You Try Too Hard to Make Things Easy
There is a particular category of people who sell how to get rich on the internet who have never done anything to get rich except for selling how to get rich on the internet to people who want to get rich on the internet. You find this category of people in a lot of endeavors, mainly money-making and weight loss schemes. The promise is that there is an easy way to produce some outcome, a way to cheat reality. You are likely to try to cheat reality, too.
Real change is not easy. If it were, everyone would make the necessary changes to have what they profess to want. To have what you want, you have to do the hard work. Don’t look for an easier path. Instead, commit to grow enough to take the harder route.
Behavioral Change Requires Discipline and Self-Mastery
You have to do what you don’t want to do when you don’t want to do it. You also have to do it for consistently longer than you believe should be necessary. You can call this “self-discipline” or “self-mastery” or “habits,” of “getting after it,” or “embracing the suck,” or just plain “gutting it out.”

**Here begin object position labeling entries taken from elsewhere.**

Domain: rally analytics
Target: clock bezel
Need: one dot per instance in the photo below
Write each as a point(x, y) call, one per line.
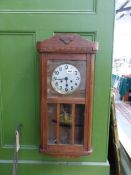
point(64, 92)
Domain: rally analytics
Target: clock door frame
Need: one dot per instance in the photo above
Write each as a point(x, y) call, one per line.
point(67, 150)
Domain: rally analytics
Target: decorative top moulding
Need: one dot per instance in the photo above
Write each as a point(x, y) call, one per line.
point(67, 43)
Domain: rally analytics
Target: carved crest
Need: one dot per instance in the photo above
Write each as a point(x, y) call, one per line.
point(66, 39)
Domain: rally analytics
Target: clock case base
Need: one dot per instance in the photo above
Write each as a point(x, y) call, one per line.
point(73, 48)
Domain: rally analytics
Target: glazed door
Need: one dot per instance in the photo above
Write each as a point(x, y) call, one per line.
point(22, 24)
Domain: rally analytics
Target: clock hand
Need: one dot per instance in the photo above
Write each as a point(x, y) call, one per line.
point(66, 78)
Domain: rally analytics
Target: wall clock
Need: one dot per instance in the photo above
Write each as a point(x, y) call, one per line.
point(67, 74)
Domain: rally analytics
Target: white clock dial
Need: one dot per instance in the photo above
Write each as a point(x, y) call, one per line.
point(65, 79)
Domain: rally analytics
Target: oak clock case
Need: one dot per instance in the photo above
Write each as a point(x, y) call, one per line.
point(67, 71)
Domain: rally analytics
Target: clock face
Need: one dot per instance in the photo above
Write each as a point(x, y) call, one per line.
point(65, 79)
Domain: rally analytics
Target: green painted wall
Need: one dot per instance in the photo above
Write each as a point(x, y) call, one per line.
point(22, 24)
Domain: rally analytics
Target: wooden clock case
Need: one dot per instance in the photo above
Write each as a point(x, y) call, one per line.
point(74, 50)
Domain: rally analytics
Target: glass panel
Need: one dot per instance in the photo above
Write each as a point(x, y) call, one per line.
point(79, 124)
point(65, 124)
point(52, 123)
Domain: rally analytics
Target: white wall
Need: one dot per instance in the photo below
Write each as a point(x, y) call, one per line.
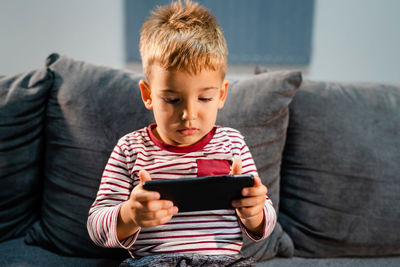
point(90, 30)
point(356, 40)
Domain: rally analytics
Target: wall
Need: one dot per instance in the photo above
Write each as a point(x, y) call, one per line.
point(353, 40)
point(90, 30)
point(356, 40)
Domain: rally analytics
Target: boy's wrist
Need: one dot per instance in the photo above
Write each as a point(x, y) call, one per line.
point(125, 225)
point(255, 224)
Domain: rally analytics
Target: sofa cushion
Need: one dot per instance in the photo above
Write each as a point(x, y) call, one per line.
point(16, 253)
point(258, 108)
point(340, 189)
point(23, 100)
point(91, 106)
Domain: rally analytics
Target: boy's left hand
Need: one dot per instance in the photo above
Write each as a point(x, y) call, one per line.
point(250, 208)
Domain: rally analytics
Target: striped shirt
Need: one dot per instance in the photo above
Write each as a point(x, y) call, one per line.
point(203, 232)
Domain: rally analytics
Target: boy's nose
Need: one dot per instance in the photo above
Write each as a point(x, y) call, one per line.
point(189, 112)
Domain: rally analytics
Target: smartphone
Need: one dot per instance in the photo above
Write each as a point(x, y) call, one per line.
point(202, 193)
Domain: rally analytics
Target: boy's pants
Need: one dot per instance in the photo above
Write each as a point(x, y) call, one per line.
point(186, 260)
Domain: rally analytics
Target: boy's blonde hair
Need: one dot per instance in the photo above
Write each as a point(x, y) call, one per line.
point(183, 37)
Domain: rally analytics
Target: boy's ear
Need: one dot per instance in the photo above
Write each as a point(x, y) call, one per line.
point(223, 93)
point(146, 94)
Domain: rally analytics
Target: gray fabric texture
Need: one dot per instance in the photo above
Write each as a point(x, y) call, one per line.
point(23, 100)
point(190, 260)
point(340, 190)
point(258, 108)
point(331, 262)
point(89, 108)
point(15, 253)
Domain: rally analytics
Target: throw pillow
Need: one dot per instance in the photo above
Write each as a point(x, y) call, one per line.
point(90, 107)
point(23, 100)
point(340, 175)
point(258, 108)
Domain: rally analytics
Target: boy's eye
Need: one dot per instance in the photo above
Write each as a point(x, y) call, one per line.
point(171, 100)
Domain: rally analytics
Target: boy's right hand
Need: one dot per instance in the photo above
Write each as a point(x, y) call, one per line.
point(143, 209)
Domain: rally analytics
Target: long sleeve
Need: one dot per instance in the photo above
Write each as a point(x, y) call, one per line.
point(115, 188)
point(248, 166)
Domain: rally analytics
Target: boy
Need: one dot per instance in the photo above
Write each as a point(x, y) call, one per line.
point(184, 60)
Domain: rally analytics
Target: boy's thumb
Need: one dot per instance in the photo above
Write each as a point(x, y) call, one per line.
point(237, 166)
point(144, 176)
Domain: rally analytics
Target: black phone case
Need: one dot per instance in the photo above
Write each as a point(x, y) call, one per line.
point(202, 193)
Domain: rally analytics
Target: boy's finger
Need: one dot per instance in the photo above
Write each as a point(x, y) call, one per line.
point(248, 202)
point(237, 166)
point(144, 196)
point(144, 176)
point(254, 191)
point(157, 205)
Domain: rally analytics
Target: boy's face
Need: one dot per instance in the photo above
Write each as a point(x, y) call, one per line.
point(185, 106)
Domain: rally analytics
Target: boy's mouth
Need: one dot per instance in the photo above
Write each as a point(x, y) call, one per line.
point(188, 131)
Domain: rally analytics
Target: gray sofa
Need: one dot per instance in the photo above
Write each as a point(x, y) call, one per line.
point(329, 153)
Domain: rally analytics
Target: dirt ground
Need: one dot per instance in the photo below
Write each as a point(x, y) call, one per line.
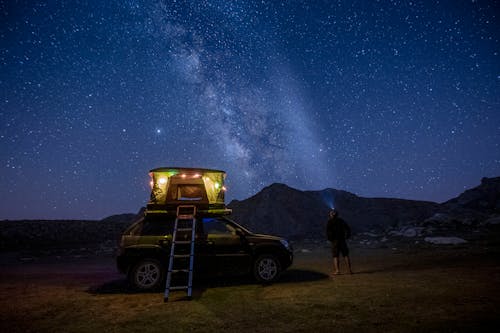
point(426, 289)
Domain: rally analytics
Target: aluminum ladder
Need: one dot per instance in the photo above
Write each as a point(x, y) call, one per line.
point(181, 261)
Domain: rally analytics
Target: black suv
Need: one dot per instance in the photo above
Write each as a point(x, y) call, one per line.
point(222, 247)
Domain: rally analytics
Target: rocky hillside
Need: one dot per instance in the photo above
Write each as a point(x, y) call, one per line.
point(295, 214)
point(32, 234)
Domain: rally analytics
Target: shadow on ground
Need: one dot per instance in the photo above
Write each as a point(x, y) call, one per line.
point(121, 286)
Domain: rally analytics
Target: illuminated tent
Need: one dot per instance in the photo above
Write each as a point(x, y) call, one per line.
point(171, 187)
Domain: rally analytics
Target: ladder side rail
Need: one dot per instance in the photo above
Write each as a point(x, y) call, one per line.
point(171, 261)
point(191, 258)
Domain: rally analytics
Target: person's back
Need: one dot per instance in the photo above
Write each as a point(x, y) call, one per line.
point(337, 232)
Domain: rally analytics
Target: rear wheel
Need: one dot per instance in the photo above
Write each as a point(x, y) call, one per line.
point(147, 274)
point(267, 268)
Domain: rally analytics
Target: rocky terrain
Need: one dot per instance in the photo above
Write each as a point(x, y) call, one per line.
point(297, 215)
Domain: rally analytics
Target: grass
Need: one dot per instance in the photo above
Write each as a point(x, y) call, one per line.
point(451, 290)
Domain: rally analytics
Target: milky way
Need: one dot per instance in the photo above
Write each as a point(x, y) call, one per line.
point(380, 98)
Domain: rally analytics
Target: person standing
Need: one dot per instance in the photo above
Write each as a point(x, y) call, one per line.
point(337, 232)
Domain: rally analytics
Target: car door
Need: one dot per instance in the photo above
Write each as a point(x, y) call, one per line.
point(230, 250)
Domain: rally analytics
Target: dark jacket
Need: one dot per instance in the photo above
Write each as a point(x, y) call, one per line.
point(337, 230)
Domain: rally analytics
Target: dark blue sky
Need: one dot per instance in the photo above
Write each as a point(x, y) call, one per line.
point(380, 98)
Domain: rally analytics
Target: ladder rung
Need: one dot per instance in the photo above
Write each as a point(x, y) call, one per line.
point(185, 217)
point(179, 287)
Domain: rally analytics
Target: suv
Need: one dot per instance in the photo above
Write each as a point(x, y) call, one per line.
point(222, 247)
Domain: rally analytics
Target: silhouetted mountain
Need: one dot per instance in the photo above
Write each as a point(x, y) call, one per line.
point(484, 198)
point(295, 214)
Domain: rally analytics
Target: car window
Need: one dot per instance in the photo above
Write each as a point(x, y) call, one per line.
point(219, 227)
point(157, 226)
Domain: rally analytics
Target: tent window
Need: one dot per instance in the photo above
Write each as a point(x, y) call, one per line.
point(190, 192)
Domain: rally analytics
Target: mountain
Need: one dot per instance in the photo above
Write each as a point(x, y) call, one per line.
point(285, 211)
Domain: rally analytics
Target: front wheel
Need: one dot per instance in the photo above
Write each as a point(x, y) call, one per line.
point(147, 275)
point(267, 268)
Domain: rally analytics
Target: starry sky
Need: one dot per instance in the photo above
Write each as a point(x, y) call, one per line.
point(379, 98)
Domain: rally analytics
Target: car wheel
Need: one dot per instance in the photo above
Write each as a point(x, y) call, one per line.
point(147, 274)
point(267, 268)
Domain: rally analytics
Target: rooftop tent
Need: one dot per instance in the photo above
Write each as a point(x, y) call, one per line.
point(171, 187)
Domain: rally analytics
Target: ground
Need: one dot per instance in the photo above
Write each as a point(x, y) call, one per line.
point(404, 289)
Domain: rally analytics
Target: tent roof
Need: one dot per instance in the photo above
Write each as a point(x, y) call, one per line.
point(189, 170)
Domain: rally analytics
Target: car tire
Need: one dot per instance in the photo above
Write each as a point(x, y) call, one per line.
point(147, 275)
point(266, 268)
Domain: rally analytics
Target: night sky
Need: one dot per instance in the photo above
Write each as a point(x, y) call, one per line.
point(379, 98)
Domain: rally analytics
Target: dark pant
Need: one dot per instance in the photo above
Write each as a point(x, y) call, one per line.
point(339, 246)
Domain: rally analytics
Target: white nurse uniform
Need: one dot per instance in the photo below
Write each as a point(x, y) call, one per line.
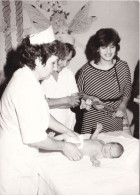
point(24, 117)
point(64, 86)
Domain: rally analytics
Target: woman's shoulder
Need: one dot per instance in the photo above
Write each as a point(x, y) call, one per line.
point(121, 62)
point(67, 72)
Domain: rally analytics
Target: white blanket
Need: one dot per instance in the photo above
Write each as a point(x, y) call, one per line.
point(60, 176)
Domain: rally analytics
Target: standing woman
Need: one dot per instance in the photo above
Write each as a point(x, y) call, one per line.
point(61, 89)
point(104, 79)
point(24, 119)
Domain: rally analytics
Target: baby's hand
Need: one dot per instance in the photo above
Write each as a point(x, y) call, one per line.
point(51, 134)
point(96, 163)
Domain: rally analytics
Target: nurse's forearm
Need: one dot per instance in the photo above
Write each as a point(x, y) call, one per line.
point(56, 126)
point(58, 103)
point(49, 144)
point(125, 100)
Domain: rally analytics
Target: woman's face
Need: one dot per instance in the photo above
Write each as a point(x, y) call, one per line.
point(49, 66)
point(64, 63)
point(107, 52)
point(44, 71)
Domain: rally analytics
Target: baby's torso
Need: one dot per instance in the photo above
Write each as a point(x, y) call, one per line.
point(94, 147)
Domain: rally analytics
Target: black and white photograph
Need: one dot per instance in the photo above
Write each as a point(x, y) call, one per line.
point(69, 97)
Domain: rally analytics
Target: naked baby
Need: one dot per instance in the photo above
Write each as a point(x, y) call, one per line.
point(93, 147)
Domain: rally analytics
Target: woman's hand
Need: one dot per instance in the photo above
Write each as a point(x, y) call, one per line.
point(73, 100)
point(121, 111)
point(97, 104)
point(71, 152)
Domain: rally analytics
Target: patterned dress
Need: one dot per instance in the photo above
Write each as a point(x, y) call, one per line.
point(110, 86)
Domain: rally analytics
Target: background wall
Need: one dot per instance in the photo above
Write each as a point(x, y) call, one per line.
point(19, 18)
point(121, 15)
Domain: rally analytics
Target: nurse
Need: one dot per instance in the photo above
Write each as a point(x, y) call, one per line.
point(61, 89)
point(24, 119)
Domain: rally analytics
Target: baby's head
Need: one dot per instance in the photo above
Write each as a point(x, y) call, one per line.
point(112, 150)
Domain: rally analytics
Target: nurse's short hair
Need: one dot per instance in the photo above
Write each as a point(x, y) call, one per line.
point(27, 53)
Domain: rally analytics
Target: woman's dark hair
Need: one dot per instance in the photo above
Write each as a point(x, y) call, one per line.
point(103, 37)
point(70, 48)
point(28, 53)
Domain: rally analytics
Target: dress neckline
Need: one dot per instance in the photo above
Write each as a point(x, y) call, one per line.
point(101, 69)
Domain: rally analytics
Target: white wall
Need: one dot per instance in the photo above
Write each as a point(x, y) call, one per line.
point(120, 15)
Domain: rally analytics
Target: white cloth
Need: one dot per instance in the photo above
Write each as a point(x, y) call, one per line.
point(118, 176)
point(64, 86)
point(24, 117)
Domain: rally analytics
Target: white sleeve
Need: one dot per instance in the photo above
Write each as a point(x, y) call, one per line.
point(33, 115)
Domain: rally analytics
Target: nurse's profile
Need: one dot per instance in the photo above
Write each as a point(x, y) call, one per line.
point(24, 118)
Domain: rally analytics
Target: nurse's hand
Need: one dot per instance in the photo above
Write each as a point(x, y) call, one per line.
point(97, 104)
point(121, 111)
point(73, 100)
point(73, 134)
point(72, 152)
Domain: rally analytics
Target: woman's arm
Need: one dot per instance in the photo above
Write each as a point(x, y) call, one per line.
point(68, 149)
point(64, 102)
point(60, 128)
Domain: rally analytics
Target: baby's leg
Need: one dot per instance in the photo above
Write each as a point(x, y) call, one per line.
point(97, 131)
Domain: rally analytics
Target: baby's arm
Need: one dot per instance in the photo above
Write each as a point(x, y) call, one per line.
point(97, 131)
point(94, 161)
point(58, 137)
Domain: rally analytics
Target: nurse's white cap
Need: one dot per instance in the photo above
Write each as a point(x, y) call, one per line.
point(46, 36)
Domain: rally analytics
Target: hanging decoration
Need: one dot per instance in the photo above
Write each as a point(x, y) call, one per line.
point(45, 13)
point(19, 21)
point(7, 34)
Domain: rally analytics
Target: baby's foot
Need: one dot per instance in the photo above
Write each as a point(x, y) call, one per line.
point(99, 127)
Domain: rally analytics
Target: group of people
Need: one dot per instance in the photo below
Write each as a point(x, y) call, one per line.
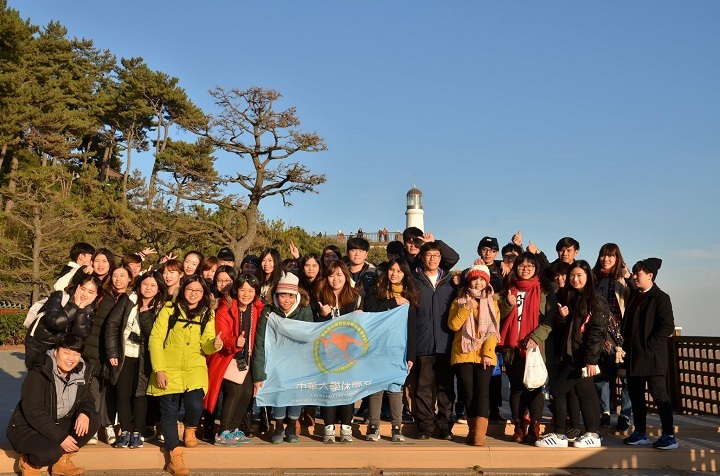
point(115, 341)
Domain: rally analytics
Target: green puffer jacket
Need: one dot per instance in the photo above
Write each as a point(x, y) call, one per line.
point(182, 358)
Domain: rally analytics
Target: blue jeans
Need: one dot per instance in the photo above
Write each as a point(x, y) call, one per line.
point(170, 411)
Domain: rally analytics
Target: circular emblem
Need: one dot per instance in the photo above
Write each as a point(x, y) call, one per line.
point(340, 346)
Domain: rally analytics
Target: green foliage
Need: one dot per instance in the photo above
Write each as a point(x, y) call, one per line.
point(12, 330)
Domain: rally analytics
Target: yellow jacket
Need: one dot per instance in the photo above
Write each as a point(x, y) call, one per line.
point(456, 319)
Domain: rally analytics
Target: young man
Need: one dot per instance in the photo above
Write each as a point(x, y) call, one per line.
point(435, 376)
point(361, 272)
point(56, 413)
point(80, 256)
point(646, 328)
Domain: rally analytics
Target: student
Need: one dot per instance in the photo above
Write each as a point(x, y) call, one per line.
point(394, 288)
point(182, 337)
point(334, 296)
point(56, 414)
point(582, 340)
point(435, 376)
point(527, 311)
point(474, 319)
point(289, 302)
point(80, 256)
point(646, 328)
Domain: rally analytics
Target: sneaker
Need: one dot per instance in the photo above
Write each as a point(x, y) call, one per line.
point(373, 433)
point(623, 424)
point(636, 439)
point(588, 440)
point(666, 442)
point(572, 434)
point(345, 433)
point(135, 440)
point(329, 435)
point(240, 436)
point(123, 441)
point(110, 434)
point(552, 440)
point(605, 420)
point(278, 436)
point(291, 436)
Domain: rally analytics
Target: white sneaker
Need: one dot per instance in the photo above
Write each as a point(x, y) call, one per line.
point(588, 440)
point(552, 440)
point(329, 435)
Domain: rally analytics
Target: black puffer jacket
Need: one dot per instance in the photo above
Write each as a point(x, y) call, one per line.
point(37, 410)
point(57, 319)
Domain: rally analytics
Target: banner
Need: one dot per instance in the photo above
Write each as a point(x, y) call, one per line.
point(335, 362)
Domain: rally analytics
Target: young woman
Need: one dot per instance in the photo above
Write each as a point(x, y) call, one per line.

If you cannot will yourself to do the work, you will not have what you want. There is a reason that the most talented people don’t always produce the best result. There is a reason that people who master themselves produce better results than their more gifted peers. If you can’t will yourself to act, you will not realize transformational change.
Transformational Change Takes Longer Than You Think
It takes a Monarch butterfly 10 or so days in a chrysalis to transform from a caterpillar into its new, completely transformed state. It’s going to take you a little more time to convert from your present caterpillar-like form into the butterfly you are surely becoming. Because it is difficult to see yourself clearly, you won’t recognize your progress. We, however, will.
You have to stay the course for longer than you imagine. At some point, your results will prove you have transformed. If the results aren’t forthcoming, you have to stay the course until they arrive.
You Are Still Pure Potential
Let’s say you achieve your transformational change. While that’s all well and good, you are just starting. From your new vantage point, you will notice you can now see further. You can see how much more growth there is available to you and how much more work you have to do to be more, do more, have more, and contribute even more.
In the end, no matter where you are, you are still pure potential. The identity that you give up is nowhere near as good as the one that replaces it.